Cuccinelli: tomorrow’s election a ‘referendum on Obamacare’
Ken Cuccinelli soaks up applause at a campaign stop in Fauquier with his running mates and Sen. Marco Rubio (R-Fla). - Photo by Doug Stroud
One day before polls open, the entire Republican state ticket came to Fauquier County to fire up their base.
Standing in the Stoneridge Events Center just outside of Warrenton, Ken Cuccinelli, who is running for governor, E.W. Jackson, who is running for lieutenant governor, and Mark Obenshain, who is running for attorney general, appealed to more than 300 attendees - mostly older white men and women.
Sen. Marco Rubio (R-Fla.) stood with the three candidates, praising Cuccinelli and burnishing the GOP ticket's bona fides.

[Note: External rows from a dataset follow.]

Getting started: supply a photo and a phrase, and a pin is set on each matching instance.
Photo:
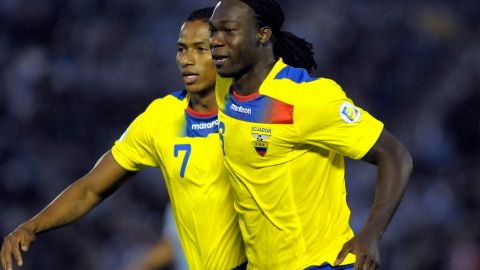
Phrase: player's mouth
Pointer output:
(219, 60)
(189, 77)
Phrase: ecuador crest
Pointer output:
(260, 144)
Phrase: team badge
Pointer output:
(349, 113)
(260, 144)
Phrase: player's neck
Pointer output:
(203, 102)
(250, 81)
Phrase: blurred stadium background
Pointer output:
(73, 74)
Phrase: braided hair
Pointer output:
(295, 51)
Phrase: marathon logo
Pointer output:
(203, 126)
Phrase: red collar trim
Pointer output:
(246, 98)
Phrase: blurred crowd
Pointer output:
(74, 74)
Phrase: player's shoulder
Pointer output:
(296, 85)
(171, 101)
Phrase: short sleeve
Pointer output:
(327, 118)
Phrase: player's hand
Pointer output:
(20, 238)
(365, 248)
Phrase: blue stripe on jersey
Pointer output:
(180, 94)
(297, 75)
(201, 126)
(327, 266)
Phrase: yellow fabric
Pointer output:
(201, 200)
(292, 201)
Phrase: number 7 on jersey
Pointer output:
(182, 147)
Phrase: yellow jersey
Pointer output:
(284, 148)
(184, 144)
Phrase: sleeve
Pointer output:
(136, 149)
(327, 118)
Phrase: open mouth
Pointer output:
(190, 78)
(219, 59)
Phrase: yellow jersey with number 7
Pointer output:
(184, 144)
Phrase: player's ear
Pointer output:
(264, 34)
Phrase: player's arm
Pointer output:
(394, 166)
(74, 202)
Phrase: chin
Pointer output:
(226, 73)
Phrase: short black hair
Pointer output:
(202, 14)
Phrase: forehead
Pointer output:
(231, 10)
(194, 31)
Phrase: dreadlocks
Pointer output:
(295, 51)
(203, 14)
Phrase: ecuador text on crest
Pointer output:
(260, 143)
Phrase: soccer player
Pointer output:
(179, 135)
(285, 135)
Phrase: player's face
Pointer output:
(194, 58)
(234, 38)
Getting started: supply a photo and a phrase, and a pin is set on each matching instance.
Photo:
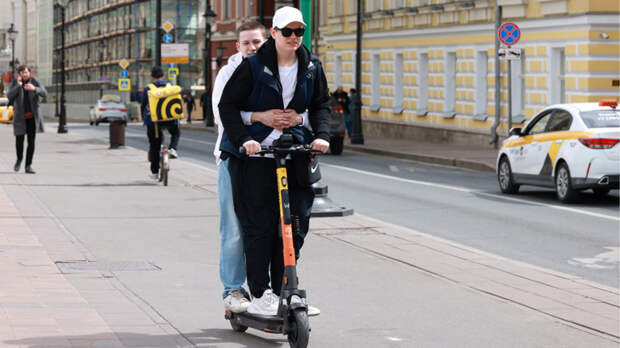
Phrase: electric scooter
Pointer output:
(292, 318)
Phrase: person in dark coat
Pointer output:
(24, 94)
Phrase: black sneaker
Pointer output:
(18, 164)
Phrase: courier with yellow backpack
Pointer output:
(161, 108)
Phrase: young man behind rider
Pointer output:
(281, 75)
(157, 76)
(250, 36)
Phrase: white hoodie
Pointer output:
(218, 87)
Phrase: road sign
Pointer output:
(175, 53)
(168, 38)
(173, 73)
(509, 33)
(167, 26)
(124, 84)
(123, 63)
(509, 53)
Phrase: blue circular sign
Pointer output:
(509, 34)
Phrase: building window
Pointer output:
(481, 96)
(398, 84)
(558, 89)
(376, 83)
(422, 85)
(450, 85)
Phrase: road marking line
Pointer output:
(466, 190)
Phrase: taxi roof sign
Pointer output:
(123, 63)
(167, 26)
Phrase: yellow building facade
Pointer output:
(430, 64)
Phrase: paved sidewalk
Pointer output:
(43, 304)
(464, 156)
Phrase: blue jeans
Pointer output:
(232, 257)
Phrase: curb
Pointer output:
(454, 162)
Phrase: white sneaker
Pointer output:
(236, 302)
(265, 305)
(173, 153)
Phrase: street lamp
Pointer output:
(101, 47)
(12, 36)
(220, 54)
(209, 21)
(62, 120)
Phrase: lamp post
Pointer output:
(219, 50)
(62, 120)
(101, 47)
(209, 21)
(12, 36)
(357, 137)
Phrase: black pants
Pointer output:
(31, 131)
(155, 142)
(256, 203)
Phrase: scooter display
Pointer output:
(292, 318)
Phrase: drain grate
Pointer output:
(109, 266)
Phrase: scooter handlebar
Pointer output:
(300, 148)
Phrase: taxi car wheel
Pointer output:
(600, 192)
(504, 177)
(563, 184)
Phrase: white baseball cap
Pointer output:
(285, 16)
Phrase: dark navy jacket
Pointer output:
(255, 86)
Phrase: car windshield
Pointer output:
(601, 118)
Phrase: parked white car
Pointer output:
(569, 147)
(109, 108)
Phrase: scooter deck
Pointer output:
(267, 323)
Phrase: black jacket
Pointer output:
(240, 85)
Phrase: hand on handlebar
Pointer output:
(320, 144)
(251, 147)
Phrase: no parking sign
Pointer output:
(509, 33)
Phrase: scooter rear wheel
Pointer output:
(299, 335)
(237, 327)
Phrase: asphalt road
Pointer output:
(460, 205)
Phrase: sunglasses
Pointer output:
(286, 32)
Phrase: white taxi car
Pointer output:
(570, 147)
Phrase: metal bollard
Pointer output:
(117, 134)
(323, 206)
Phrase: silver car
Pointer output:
(109, 108)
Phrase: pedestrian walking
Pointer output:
(343, 99)
(190, 104)
(24, 94)
(281, 75)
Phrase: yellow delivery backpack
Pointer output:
(165, 103)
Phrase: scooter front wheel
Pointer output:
(299, 334)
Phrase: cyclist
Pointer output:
(157, 76)
(281, 75)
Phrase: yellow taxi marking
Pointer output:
(545, 137)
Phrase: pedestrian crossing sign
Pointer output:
(124, 84)
(173, 73)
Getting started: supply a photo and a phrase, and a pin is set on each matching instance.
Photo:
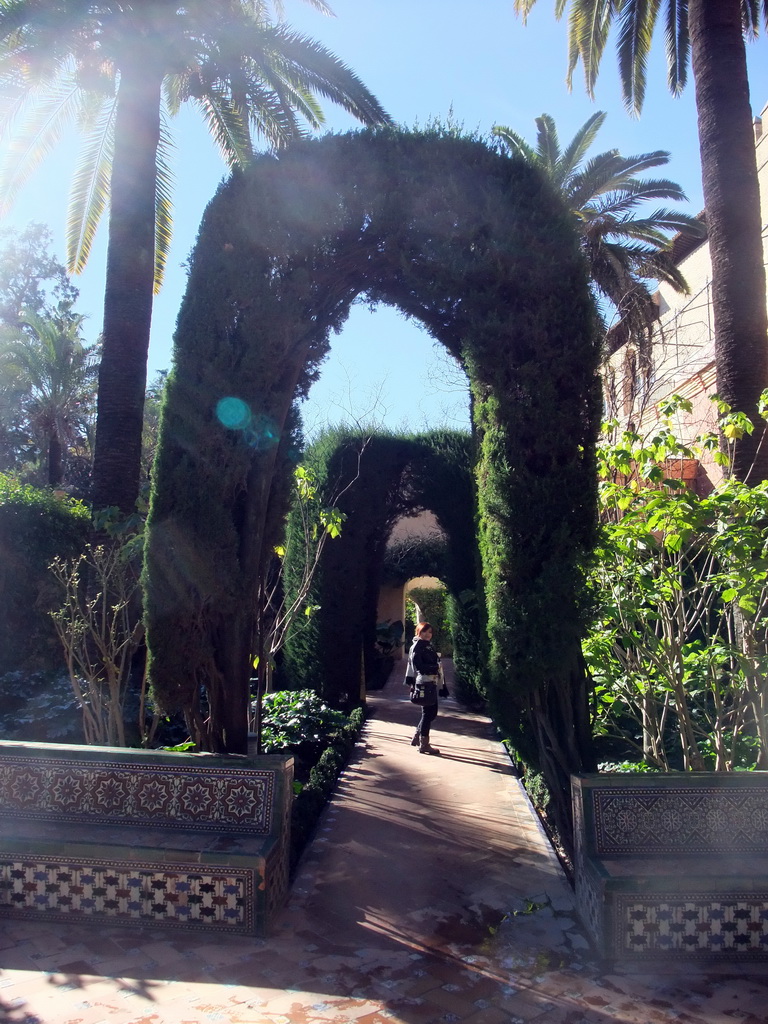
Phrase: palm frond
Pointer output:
(589, 25)
(677, 45)
(548, 144)
(577, 148)
(226, 128)
(163, 202)
(307, 65)
(515, 143)
(90, 186)
(43, 122)
(635, 30)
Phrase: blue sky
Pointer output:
(423, 59)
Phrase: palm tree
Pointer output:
(625, 252)
(712, 36)
(118, 71)
(52, 376)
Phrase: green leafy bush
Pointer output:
(35, 527)
(312, 797)
(291, 718)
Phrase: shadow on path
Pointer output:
(429, 894)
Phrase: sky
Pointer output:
(475, 64)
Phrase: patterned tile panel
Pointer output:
(680, 820)
(171, 796)
(184, 897)
(696, 924)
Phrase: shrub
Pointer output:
(314, 795)
(40, 707)
(291, 718)
(35, 527)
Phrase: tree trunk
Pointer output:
(732, 203)
(54, 459)
(128, 294)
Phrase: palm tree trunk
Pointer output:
(732, 203)
(128, 293)
(54, 458)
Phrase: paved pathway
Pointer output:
(429, 895)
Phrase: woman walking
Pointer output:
(424, 674)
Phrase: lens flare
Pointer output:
(233, 414)
(259, 431)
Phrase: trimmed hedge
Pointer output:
(313, 796)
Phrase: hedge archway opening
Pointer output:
(480, 250)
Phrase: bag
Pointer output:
(417, 693)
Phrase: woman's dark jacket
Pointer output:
(423, 662)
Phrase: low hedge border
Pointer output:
(310, 800)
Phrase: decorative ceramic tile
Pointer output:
(696, 923)
(680, 820)
(170, 796)
(128, 893)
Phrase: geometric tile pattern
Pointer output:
(680, 820)
(124, 893)
(697, 923)
(170, 796)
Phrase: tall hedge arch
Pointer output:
(393, 476)
(480, 250)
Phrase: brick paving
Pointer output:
(428, 896)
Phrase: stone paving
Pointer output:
(428, 895)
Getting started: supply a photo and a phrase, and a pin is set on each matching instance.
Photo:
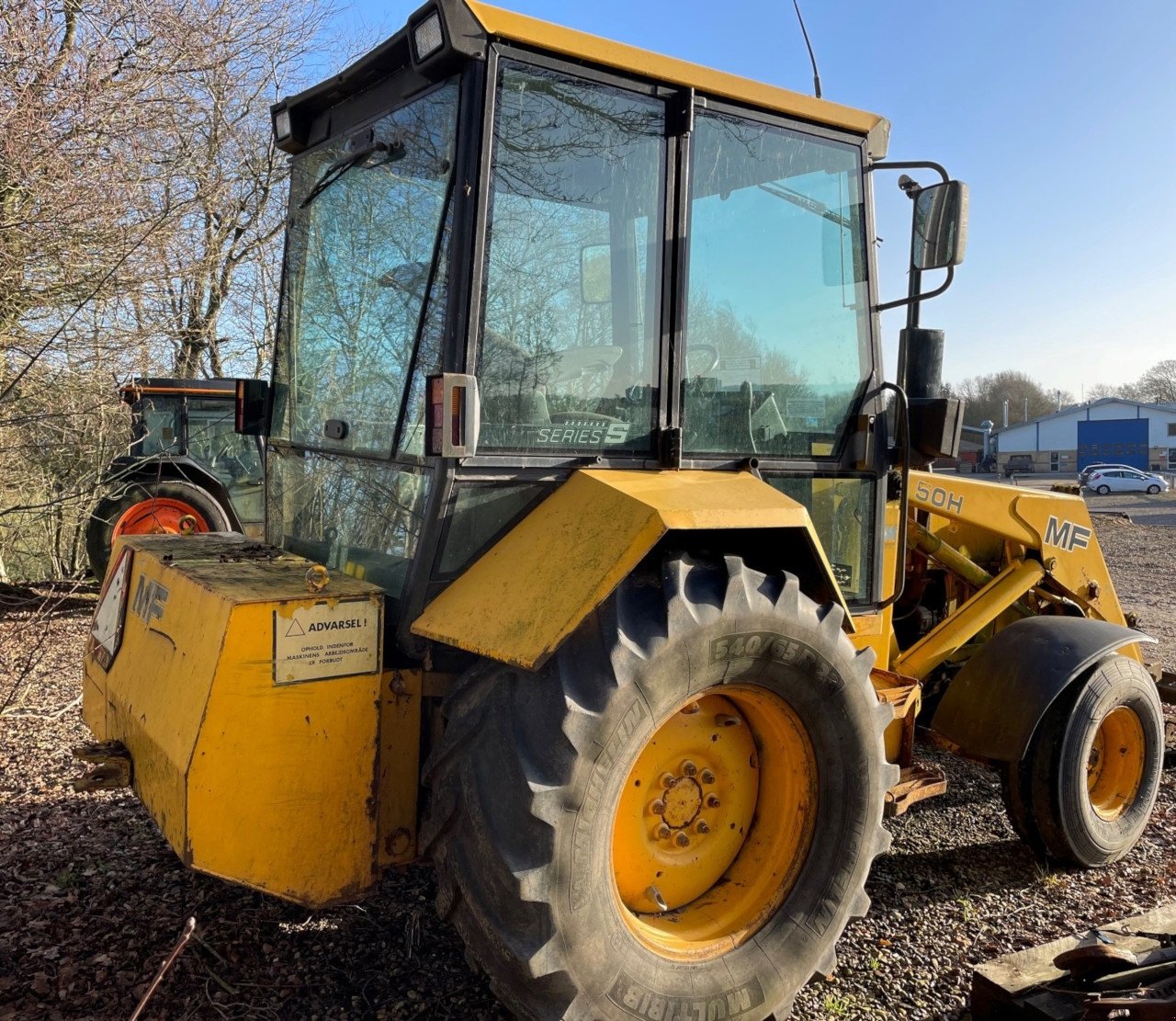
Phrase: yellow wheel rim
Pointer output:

Cuccinelli tried to tie their Democratic opponents' fortunes to the botched roll-out of Healthcare.gov, the online health insurance exchange that is the linchpin of the Affordable Care Act.
Virginia's state-level election will be a referendum on the healthcare reform laws, Cuccinelli said.
“They're not standing behind Obamacare,” Cuccinelli said. “I'm scared to death of what Obamacare is doing to Virginia. Terry McAuliffe is scared to death of what Obamacare is doing to Terry McAuliffe.
“And tomorrow, we need to make his fears come true,” Cuccinelli said to cheers.
Cuccinelli reminded the crowd that he was the first state attorney general to challenge the Affordable Care Act, firing off a legal suit 30 minutes after President Barack Obama signed the reforms into law.
Rubio joined the state candidates in piling onto Healthcare.gov, reminding them that according to internal notes, only six people signed up for insurance on the first day the site went live.
“What do the Democrats in this race stand for?” Rubio asked.
“Socialism,” one attendee called out.
“They stand for the same failed policies that have never worked anywhere they've tried,” Rubio said.
The candidates told the audience that they were spreading a positive message, then called McAuliffe, Cuccinelli's Democrat opponent, a liar. They slung mud at McAuliffe's campaign for drawing the majority of his campaign funds from out-of-state interests, when the same has become true of their own campaign.
According to a September report from the Virginia Public Access Project, only 26.6 percent of McAuliffe's fundraising has come from Virginians. Cuccinelli's campaign has fared little different, drawing only 30.5 percent of its funds from Virginians.
E. W. Jackson affirmed his opposition to the Environmental Protection Agency, regulations to the coal industry and health care reform.
Jackson, in his first public visit to Fauquier County since the Tea Party's 2012 protest against the county's Board of Zoning Appeals, accused Democrats of taking a cynical view of minorities.
“You are pawns on their political chessboard,” Jackson said.
He taunted the news networks who sent reporters to cover the campaign stop.
“I've got news for the mainstream media,” Jackson said. “They're going to find out that the people of Virginia know better than to believe the lies. They're standing up to them and they're going to give us a victory tomorrow.”
Obenshain, who has campaigned as a successor in kind to Cuccinelli's brand of leadership as attorney general, said he would work to fight human trafficking and support public safety officials' efforts to protect senior citizens.
“We need an attorney general who is going to stand strong for our economy, who understands that regulations are the number one job killers in America,” Obenshain said. “An attorney general who's going to stand up and fight for our right to work laws, and when the federal government steps over the line, an attorney general who is willing just as Ken Cuccinelli did, to stand up.”